Ciò che suona abbastanza verosimile è l'affermazione di Maroni secondo cui la segreteria sarà autonoma e non si sentirà "commissariata". Chi dovrebbe essere, nel caso, il commissario? Umberto Bossi non è più da tempo il padre-padrone del partito. È stato l'uomo che ha inventato e costruito la Lega, ma anche quello che l'ha distrutta. Il suo discorso al congresso è stato al limite del patetico. Il discorso di uno sconfitto che non fa più notizia nemmeno fra i militanti. Eppure, dietro quei toni massimalisti, privi di qualsiasi autocritica e inneggianti alla secessione, il vecchio leader ha nascosto alcune frecce avvelenate rivolte al suo successore. Per esempio ha rilanciato con forza la tesi assurda del "complotto", che Maroni ha invece respinto: tutto quello che è accaduto al partito sarebbe opera di una congiura romana, perché è lì, nella capitale, che sono i "ladri" e non in via Bellerio a Milano. E l'amministratore fedifrago? Sarebbe un infiltrato dei poteri avversi, prova ne sia che i "servizi segreti" avrebbero dovuto sapere chi era veramente Belsito e avvertire il vertice del Carroccio. Non avendolo fatto, ecco la prova del complotto. In realtà, la tesi di Bossi tra le righe è tutta contro Maroni. Chi, se non l'ex ministro dell'Interno, era in contatto con gli apparati dello Stato e in grado quindi di carpire i segreti dei complottatori? S'intende, Maroni non è mai stato nominato, ma l'odio cova sotto la cenere e bisogna essere ciechi per non vederlo.

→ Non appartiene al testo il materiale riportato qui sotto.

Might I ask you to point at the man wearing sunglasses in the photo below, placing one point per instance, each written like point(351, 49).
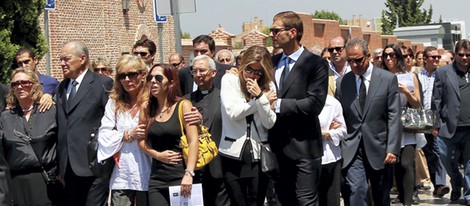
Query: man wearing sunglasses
point(302, 81)
point(371, 108)
point(81, 101)
point(450, 99)
point(202, 44)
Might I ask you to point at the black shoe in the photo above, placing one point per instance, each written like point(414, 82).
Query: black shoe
point(441, 191)
point(454, 196)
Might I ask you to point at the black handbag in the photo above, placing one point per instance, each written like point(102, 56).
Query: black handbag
point(99, 169)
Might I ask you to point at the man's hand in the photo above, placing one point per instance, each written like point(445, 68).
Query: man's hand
point(193, 117)
point(45, 103)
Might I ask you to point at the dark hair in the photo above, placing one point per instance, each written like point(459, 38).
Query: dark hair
point(148, 44)
point(291, 20)
point(206, 39)
point(398, 56)
point(463, 43)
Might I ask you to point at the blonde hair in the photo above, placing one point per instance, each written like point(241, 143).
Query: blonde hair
point(36, 88)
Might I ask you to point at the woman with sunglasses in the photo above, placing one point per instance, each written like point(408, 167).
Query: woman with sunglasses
point(164, 135)
point(120, 131)
point(246, 118)
point(410, 94)
point(29, 141)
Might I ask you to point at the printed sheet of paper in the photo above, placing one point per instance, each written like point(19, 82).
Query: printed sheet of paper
point(194, 200)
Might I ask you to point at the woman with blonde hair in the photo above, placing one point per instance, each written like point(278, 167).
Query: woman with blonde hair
point(247, 100)
point(120, 131)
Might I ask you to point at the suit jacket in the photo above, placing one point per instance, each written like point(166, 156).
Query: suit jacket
point(212, 119)
point(379, 126)
point(75, 123)
point(446, 100)
point(187, 82)
point(297, 131)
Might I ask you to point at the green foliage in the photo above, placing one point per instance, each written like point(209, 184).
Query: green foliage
point(19, 27)
point(328, 15)
point(408, 13)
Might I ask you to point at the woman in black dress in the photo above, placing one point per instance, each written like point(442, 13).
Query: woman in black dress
point(29, 140)
point(163, 136)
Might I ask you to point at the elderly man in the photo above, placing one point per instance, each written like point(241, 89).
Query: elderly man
point(371, 108)
point(207, 100)
point(451, 97)
point(81, 99)
point(302, 79)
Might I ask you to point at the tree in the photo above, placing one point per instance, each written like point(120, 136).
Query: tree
point(408, 13)
point(328, 15)
point(19, 27)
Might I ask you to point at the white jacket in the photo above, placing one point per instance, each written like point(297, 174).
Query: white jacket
point(234, 110)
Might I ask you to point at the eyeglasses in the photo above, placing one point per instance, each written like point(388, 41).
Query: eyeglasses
point(200, 71)
point(337, 49)
point(391, 55)
point(436, 57)
point(277, 30)
point(225, 60)
point(250, 70)
point(131, 75)
point(463, 54)
point(23, 83)
point(21, 63)
point(142, 54)
point(357, 61)
point(158, 77)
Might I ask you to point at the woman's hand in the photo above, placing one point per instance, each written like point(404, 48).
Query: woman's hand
point(186, 185)
point(252, 87)
point(169, 157)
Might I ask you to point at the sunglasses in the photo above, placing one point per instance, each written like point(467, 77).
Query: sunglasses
point(357, 61)
point(142, 54)
point(250, 70)
point(277, 30)
point(130, 75)
point(463, 54)
point(23, 83)
point(391, 55)
point(158, 77)
point(337, 49)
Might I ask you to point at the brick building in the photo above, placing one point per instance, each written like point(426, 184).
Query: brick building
point(105, 27)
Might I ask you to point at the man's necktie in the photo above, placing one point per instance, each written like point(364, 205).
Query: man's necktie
point(362, 94)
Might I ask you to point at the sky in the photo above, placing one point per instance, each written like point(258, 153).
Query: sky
point(231, 14)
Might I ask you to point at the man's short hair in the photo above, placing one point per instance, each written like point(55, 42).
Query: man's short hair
point(206, 39)
point(357, 42)
point(147, 43)
point(210, 61)
point(291, 20)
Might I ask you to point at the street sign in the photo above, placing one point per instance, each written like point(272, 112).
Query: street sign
point(158, 19)
point(50, 5)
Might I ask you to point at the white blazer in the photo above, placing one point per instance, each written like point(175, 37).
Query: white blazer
point(234, 110)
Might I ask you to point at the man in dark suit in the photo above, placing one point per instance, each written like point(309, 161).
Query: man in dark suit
point(203, 44)
point(451, 97)
point(81, 100)
point(371, 108)
point(207, 100)
point(302, 80)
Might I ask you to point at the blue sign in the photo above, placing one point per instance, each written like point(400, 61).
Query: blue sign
point(158, 19)
point(50, 5)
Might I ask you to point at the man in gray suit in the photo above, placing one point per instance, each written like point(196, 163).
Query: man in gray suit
point(371, 107)
point(451, 97)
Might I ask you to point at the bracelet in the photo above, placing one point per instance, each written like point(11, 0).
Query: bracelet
point(259, 95)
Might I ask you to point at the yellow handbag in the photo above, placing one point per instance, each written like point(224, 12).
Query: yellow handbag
point(207, 148)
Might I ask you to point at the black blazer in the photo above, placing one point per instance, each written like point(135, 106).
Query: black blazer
point(187, 82)
point(213, 120)
point(75, 123)
point(297, 131)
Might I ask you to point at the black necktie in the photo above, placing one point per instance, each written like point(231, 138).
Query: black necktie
point(362, 93)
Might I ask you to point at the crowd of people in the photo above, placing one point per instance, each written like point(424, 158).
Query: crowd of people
point(332, 116)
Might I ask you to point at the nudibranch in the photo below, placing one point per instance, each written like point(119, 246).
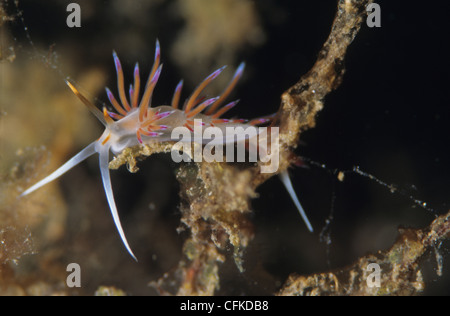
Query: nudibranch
point(137, 123)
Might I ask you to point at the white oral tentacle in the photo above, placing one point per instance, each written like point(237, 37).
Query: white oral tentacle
point(104, 162)
point(75, 160)
point(284, 176)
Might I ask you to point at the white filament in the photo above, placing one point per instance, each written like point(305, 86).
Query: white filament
point(284, 176)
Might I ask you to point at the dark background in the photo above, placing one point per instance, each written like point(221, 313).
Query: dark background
point(390, 117)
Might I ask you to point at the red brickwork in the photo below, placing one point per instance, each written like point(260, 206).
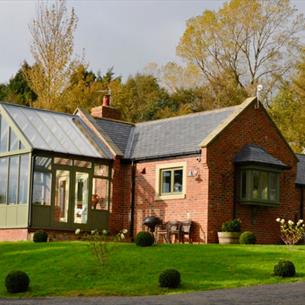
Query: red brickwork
point(13, 234)
point(210, 195)
point(120, 197)
point(251, 126)
point(193, 206)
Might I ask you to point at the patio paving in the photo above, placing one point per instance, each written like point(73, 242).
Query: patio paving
point(280, 294)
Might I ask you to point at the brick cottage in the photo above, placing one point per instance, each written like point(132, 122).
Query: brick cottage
point(60, 172)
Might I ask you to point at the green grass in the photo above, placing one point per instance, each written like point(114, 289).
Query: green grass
point(69, 269)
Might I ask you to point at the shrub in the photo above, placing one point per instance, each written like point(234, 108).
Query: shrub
point(17, 281)
point(231, 226)
point(291, 232)
point(247, 238)
point(40, 237)
point(169, 278)
point(144, 239)
point(284, 268)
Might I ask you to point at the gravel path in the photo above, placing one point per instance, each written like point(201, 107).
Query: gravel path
point(281, 294)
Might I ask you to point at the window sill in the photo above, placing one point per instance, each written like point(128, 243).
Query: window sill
point(169, 197)
point(260, 203)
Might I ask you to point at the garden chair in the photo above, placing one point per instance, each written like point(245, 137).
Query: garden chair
point(186, 227)
point(162, 232)
point(174, 229)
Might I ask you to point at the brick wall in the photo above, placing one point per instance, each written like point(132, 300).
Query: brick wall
point(13, 234)
point(209, 196)
point(120, 197)
point(194, 205)
point(252, 126)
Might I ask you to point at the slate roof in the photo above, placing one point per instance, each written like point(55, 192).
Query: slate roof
point(56, 132)
point(300, 170)
point(252, 153)
point(117, 131)
point(174, 136)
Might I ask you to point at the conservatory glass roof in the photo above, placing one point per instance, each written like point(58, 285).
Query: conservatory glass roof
point(56, 132)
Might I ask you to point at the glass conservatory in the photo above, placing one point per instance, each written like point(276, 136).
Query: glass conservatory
point(53, 172)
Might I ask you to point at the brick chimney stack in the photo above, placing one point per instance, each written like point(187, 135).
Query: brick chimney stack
point(105, 110)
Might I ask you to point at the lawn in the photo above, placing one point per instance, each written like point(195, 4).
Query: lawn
point(69, 269)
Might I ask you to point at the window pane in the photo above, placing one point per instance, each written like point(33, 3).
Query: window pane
point(100, 200)
point(273, 179)
point(4, 136)
point(81, 198)
point(62, 195)
point(166, 181)
point(244, 185)
point(14, 142)
point(3, 175)
point(255, 184)
point(42, 188)
point(80, 163)
point(62, 161)
point(178, 178)
point(23, 179)
point(101, 170)
point(13, 182)
point(264, 185)
point(43, 163)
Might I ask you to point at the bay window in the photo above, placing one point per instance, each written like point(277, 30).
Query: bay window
point(259, 186)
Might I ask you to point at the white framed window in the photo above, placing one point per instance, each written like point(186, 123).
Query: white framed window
point(171, 181)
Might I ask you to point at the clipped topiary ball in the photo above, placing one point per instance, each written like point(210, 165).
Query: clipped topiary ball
point(247, 238)
point(40, 237)
point(145, 239)
point(284, 268)
point(17, 281)
point(169, 278)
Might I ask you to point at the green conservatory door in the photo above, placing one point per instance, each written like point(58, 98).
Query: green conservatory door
point(71, 198)
point(62, 196)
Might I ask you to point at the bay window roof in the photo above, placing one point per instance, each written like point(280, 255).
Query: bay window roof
point(253, 154)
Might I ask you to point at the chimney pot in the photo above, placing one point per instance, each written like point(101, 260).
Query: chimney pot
point(106, 100)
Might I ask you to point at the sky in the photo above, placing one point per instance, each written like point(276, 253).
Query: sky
point(124, 34)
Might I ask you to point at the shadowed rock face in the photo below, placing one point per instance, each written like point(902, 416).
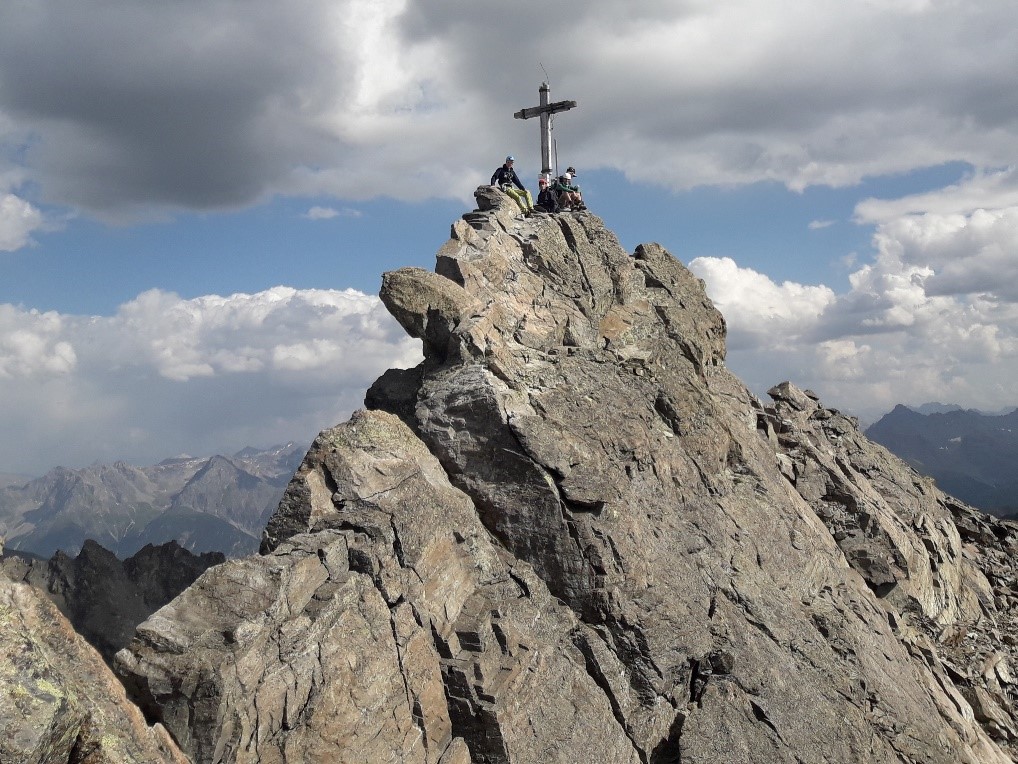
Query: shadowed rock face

"Via da Roma" in attesa degli eventi
La Lega maroniana appare al momento un partito in balìa degli avvenimenti. Non è in grado di determinarli, ma solo di giocare di rimessa. L'alleanza con il Pdl per ora è in macerie; forse sarà ricostruita per il 2013, ma deve passare parecchia acqua sotto i ponti. Il federalismo è stato un fallimento; e non tanto per gli intrighi romani, quanto per il dilettantismo dell'alleanza Carroccio-Pdl. Era un moltiplicatore di costi, anziché uno strumento per ridurre gli sprechi e dare equilibrio alla spesa pubblica. Quanto agli attacchi all'Europa e al "patto di stabilità", Maroni non ha spiegato chi c'era al governo fino a otto mesi fa. Chi aveva ratificato quel "patto"? Chi faceva l'europeista e camminava lungo il sentiero indicato dalla Bce? Era ovviamente il governo Berlusconi, di cui la Lega faceva parte con estrema autorità. Oggi il neo-segretario parla come se fosse appena atterrato da un viaggio in un'altra galassia e forse è comprensibile. Ma la verginità politica non si riacquista facilmente. La Lega promette di lasciare gli incarichi frutto di lottizzazione a Roma, per esempio alla Rai, ed è una scelta meritoria. Ma forse si tratta di poltrone che il Carroccio non ha più la forza di difendere, date le nuove circostanze. Non si tratta proprio di una rivoluzione, bensì di una ritirata imposta dai fatti.

Bossi quasi mai citato
Nel discorso di Maroni Bossi non è stato quasi mai citato, se non di sfuggita. È il senso della svolta. Purché non si dimentichi che stiamo parlando di un partito molto malato, mentre gli scenari evolvono in fretta. I "Cinque Stelle" di Grillo si stanno già mangiando una quota importante dell'elettorato leghista. E l'"unità interna", invocata dal nuovo segretario, è per adesso solo una chimera. Certo, la prospettiva dell'abisso contribuisce a tenere insieme i maggiorenti. Ma l'opera di pulizia, le candidature per le prossime elezioni, le questioni di potere, sono tutti altrettanti fattori di divisione. Sarà Maroni in grado di colpire i suoi nemici e tutti coloro che da domani potrebbero cominciare a soffiare sul fuoco? Finché la Lega è in ginocchio, forse lo lasceranno fare. Ma non appena il vento dovesse girare, sarà bene che Maroni stia attento ai pugnali.